The Ethical Concerns of AI
There’s a common misconception about AI: that the more data, the better.
Collecting big data doesn’t ensure that the results are reliable, relevant, or updated; which, in turn, doesn’t ensure that those results are serving democracy, equality, justice and wellbeing. So the ethical implications of enabling machines to perform duties once reserved only for humans can be serious. This is especially worrying in global-impacting areas like autonomous weapons and mass surveillance.
A couple of issues come into play: one is the why and how this incredibly powerful tool will be used –if the original intent of the technology is beneficial in nature. And two, if it is meant for good, there’s the question of if ethical means were used to execute this function. Introducing bias or discriminatory parameters in the development of these machine systems –even if done unintentionally– has consequences. We’re haunted by the image of unforeseen repercussions or the frequently-used movie theme of “a machine gone rogue.”
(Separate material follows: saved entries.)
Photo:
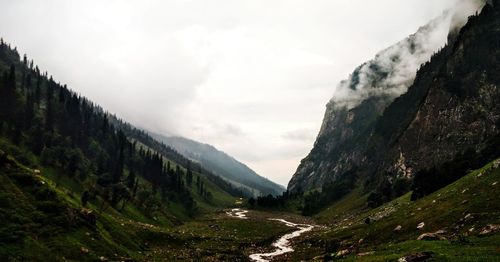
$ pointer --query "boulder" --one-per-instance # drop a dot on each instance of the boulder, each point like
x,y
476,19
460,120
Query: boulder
x,y
430,237
416,257
365,253
342,253
489,229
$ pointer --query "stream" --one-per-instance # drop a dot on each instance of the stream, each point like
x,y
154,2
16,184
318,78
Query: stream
x,y
283,244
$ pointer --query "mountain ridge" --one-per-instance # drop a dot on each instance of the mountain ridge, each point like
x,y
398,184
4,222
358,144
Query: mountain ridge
x,y
222,164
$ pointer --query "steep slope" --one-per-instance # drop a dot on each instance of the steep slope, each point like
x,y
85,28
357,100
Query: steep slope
x,y
461,221
358,103
458,104
222,165
65,163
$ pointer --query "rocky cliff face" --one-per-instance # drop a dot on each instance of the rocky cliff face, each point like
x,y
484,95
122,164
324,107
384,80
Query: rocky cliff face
x,y
367,130
460,109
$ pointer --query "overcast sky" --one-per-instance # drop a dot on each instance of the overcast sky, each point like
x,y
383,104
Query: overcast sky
x,y
250,77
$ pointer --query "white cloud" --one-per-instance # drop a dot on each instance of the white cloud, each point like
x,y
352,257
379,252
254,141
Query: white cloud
x,y
245,76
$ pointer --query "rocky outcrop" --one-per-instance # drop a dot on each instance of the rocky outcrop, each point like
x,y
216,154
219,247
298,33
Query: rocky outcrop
x,y
377,126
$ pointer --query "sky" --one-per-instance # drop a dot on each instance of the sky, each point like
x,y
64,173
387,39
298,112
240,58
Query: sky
x,y
250,77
Building a model that doesn’t accurately reflect the population for which that model is intended to be used. An example is facial-recognition technology that has been shown to be less accurate with people of color and women because it was trained with a biased data set of predominantly white males. Also, there are always humans behind AI system programming –there’s the risk of the software engineers building underlying biases into the computer program.
Even if the data set being used to build the model accurately represents the history of that population or reality, there’s the risk that the history itself from which decisions are being made is unfair. An example is predictive policing –arrest records that are historically biased against certain races.
Could the systems being developed actually be used for unethical purposes? There’s a high level of concern if the machine’s capabilities are built at a scale large enough to have the possibility of resulting in destructive ramifications.
The Right to Forget
Learning from history is not the same as keeping a list of mistakes. If we can’t build technology able to forget and learn lessons from the past, we are building a rigid, unfair society based on a historical list of wrong actions.